Create service principal in Azure
Login to Azure portal > Azure Active Directory > App registrations > New registration – Give a Name
Click on newly cleared application (service principal) and copy below req info in notepad, this will be used while creating management cluster:
Application (client) ID
Subscription ID
Navigate to Subscriptions > IAM > Add role assignment > Contributor > Next > + Select members > search for application created earlier > Select > Next > Review + assign
Navigate to Azure Active Directory > App registrations > click on application created earlier > Certificates & secrets > + New client secret > give a description > Add
Copy the value and save in notepad, this the CLIENT_SECRET
Download and Install Azure CLI in boot strap machine:
Click here to find the steps to install azure cli in boot strap machine.
Accept the Base Image License:
# Sign in to the Azure CLI with your tkg service principal.
az login --service-principal --username AZURE_CLIENT_ID --password AZURE_CLIENT_SECRET --tenant AZURE_TENANT_ID
# where AZURE_CLIENT_ID, AZURE_CLIENT_SECRET and AZURE_TENANT_ID values are collected earlier and saved into notepad.
az vm image terms accept --publisher vmware-inc --offer tkg-capi --plan k8s-1dot22dot5-ubuntu-2004 --subscription <subscription id collected earler>
# Ex: az vm image terms accept --publisher vmware-inc --offer tkg-capi --plan k8s-1dot22dot5-ubuntu-2004 --subscription <subscription ID>
Create new key pair:
To connect to Azure TKG vm’s (management cluster or workload vm’s), the bootstrap machine must provide the public key part of an SSH key pair.
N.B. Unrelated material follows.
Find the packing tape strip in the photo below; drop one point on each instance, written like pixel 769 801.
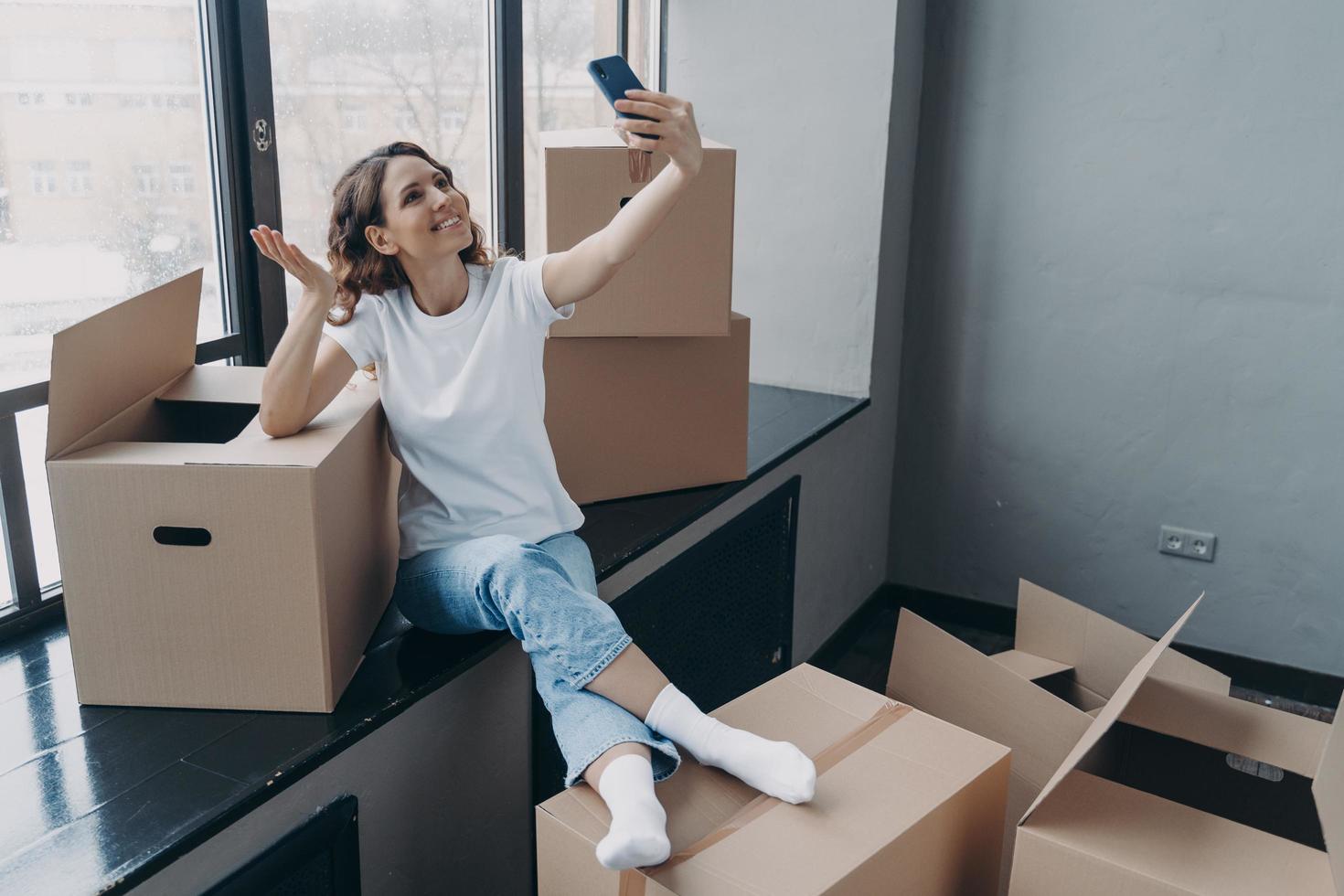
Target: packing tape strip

If your bootstrap machine does not already have an SSH key pair, you can use a tool such as ssh-keygen to generate one.
# On your bootstrap machine, run the following ssh-keygen command.
ssh-keygen -t rsa -b 4096 -C "email@example.com"
# At the prompt Enter file in which to save the key (/root/.ssh/id_rsa): press Enter to accept the default.
#Enter and repeat a password for the key pair.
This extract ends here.